Fathers rights movement protests child custody system

By JK Dineen, Salem Evening News

March 30, 1999

SALEM--Like many fathers, Kevin Fallis carries around photographs of his two boys.

The only problem with his pictures is they are not very recent.

There is his son Aaron on Aug. 18, 1991, a small boy wearing a green raincoat and running across Victory Road in Beverly.

That was the last time Fallis saw him--thanks to a restraining order that prohibits him from contact with both of his ex-wives and both of his children.

Fallis--a Vietnam veteran who stands 6-foot-8 and was wearing an American flag necktie yesterday--was one of a group of protesters from the fathers rights movement standing in front of Probate Court yesterday morning.

He said the tie is a display of patriotism.

"It's to show I have respect for the system," he said. "But right now the system is biased and discriminating."

The two groups represented in yesterday's modest gathering were the Fathers and Families Coalition and the Preservation of Fatherhood.

The protesters chose the Salem Probate Court because Fallis had a hearing yesterday, at which he asked the judge to make a fresh investigation into his custody case. He is hoping to achieve shared legal custody of his children.

Fallis, who has 13 domestic violence arrests on his record and did time in the county jail in Middleton for assault, said he has not had any problems with police since 1994.

"I'm fighting very strong for my children," he said. "I don't have time to worry about getting myself in trouble."

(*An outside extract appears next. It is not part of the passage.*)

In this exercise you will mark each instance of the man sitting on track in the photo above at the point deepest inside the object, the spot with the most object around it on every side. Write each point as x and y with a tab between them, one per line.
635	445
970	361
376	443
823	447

One protester, Zahra Bagheri, is a day care provider who said she runs into fatherless children every day.

"I see a great need for both fathers and mothers in the lives of the boys and girls, "she said. "When children feel an absence of their father, they get messed up, they get depressed."


[caption]"Zahra Bagheri left, and the Rev. Harry Stewart of Quincy, from the Fatherhood Coalition were among those at Probate Court in Salem to advocate for fathers' rights."